Diffusion weighted imaging (DWI) with spin-echo echo planar imaging (SE-EPI) is increasingly used for screening, diagnosis, and treatment monitoring in breast cancer because malignancies exhibit lower apparent diffusion coefficients (ADC) than benign lesions¹. SE-EPI in breast imaging produces lower quality DWI than in the brain due to larger B0 inhomogeneity and abundant adipose tissue, which produce geometric distortion and chemical shift artifacts from imperfect fat suppression. Additionally, inconsistencies between k-space lines of opposite readout polarity (RO+/RO-) due to eddy currents and other factors cause Nyquist, or N/2, ghosts. Even small residual ghosts in source images can produce bias in the resulting ADC maps. These phase errors are commonly corrected by the three-line navigator method², which acquires three readout lines without phase encoding with each scan to measure the phase difference between positive and negative RO lines. This method performs well in brain imaging but fails frequently in breast DWI. The purpose of this work is to compare the performance of this standard technique with alternative EPI phase correction methods to determine which method gives the best artifact suppression in breast DWI.

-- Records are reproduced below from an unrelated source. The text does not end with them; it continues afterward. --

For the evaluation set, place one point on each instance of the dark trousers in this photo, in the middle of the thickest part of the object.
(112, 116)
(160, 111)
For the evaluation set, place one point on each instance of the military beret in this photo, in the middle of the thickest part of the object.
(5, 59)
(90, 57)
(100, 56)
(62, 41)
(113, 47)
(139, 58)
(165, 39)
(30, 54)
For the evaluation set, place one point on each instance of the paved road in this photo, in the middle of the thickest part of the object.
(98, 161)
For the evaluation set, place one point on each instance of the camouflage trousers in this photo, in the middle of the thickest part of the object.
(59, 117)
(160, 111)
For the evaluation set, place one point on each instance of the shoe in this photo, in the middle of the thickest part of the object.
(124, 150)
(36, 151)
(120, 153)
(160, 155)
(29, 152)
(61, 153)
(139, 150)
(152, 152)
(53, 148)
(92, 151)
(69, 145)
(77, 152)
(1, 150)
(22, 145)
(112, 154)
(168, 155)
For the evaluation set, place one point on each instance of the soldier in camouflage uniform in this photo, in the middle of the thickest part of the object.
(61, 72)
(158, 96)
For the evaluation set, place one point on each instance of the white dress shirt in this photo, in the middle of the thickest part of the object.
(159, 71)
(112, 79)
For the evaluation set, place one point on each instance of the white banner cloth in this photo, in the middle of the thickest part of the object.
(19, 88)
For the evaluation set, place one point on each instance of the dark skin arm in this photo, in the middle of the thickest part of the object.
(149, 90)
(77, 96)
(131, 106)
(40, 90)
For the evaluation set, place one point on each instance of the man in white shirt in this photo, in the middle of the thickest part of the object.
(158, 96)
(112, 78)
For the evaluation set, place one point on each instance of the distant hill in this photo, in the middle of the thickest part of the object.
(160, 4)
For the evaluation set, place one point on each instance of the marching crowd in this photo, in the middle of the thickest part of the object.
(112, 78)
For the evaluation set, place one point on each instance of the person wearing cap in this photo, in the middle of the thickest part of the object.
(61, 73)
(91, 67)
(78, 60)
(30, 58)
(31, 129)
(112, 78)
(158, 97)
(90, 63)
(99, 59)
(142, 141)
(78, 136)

Six healthy female volunteers and one patient were recruited under IRB-approved protocols. The subjects were scanned prone on a 16-channel Sentinelle breast coil using a Siemens 3T PRISMA fit system. A standard 2D axial multislice SE-EPI bipolar diffusion sequence with four b-values (0, 100, 600, 800 s/mm², 2 averages and 3 directions each) derived from ACRIN 6698³ served as the base protocol (TR/TE=8000/74 ms, 32x32 cm FOV, nominal in-plane resolution 1.7 x 1.7 mm, 4 mm slices, 6/8 partial Fourier, ETL=52ms, right-left phase encoding, GRAPPA R=2, single shot SE-EPI ACS lines).

Five distinct phase correction strategies were used to correct this base DWI acquisition, summarized in Table 1. The 3-line navigator method² (A) used the integrated navigator acquisition to calculate a linear phase correction independently for each b-value, average, coil, and slice. The phase mapping method (B) used additional reference scans with double FOV to produce separate, unaliased, coil-combined RO+ and RO- images. The phase difference between these RO+ and RO- images was fit with a 1D linear model as described by ref [4] for each slice and applied to all repetitions in the base scan. The entropy method (C) found the 1D linear phase correction for each coil and slice that minimized the b=0 s/mm² image entropy using a multi-resolution discrete search^5,6 and applied this correction to all repetitions. The RO reversal method (D) repeated the base scan with the readout polarity reversed and performed a complex addition of the two datasets to cancel phase ghosts, similar to PLACE⁷. Finally, the full phase navigator method (E) used a reference scan acquired without phase encoding to perform a linear 1D phase correction that varied over the RO train⁸.

The intensity of residual Nyquist ghosts was measured by manually masking out the object and measuring the SNR in the background region. This background-to-noise (BNR) was calculated separately for each slice and b-value.

Figure 1 shows the BNR across methods for each subject, b-value, and slice. Residual ghosts were present in all cases at variable levels. Both the phase mapping (B) and entropy (C) methods gave lower average ghost levels and less variation in ghost signal than the standard 3-line navigator correction. Figure 2 shows an example comparing the ADC maps and residual ghost intensities between the standard (A) and best performing (B) methods. The standard 3-line navigator method, which corrects each b-value, average, and coil independently (A) fails frequently in breast DWI. Both phase mapping and entropy minimization performed significantly better even though a single correction from b=0 s/mm² data was applied equally over all repetitions. This suggests that the diffusion weighting gradients and physiologic motion do not have a substantial impact on the correction needed. Monopolar diffusion gradients may have a more noticeable effect. Additionally, the highest performing method (B) was implemented on coil-combined data in order to have enough SNR and coverage to obtain a complete phase map, suggesting that a single correction over all coils may be sufficient. Both phase mapping and entropy minimization can be extended for higher order or 2D ghost corrections.EPI phase correction using either an entropy minimization or a 1D phase mapping technique produces better Nyquist ghost suppression than the standard 3-line navigator in breast DWI. These methods may be applicable for DWI in other regions of the body and can be adapted for use with segmented or simultaneous multislice acquisitions.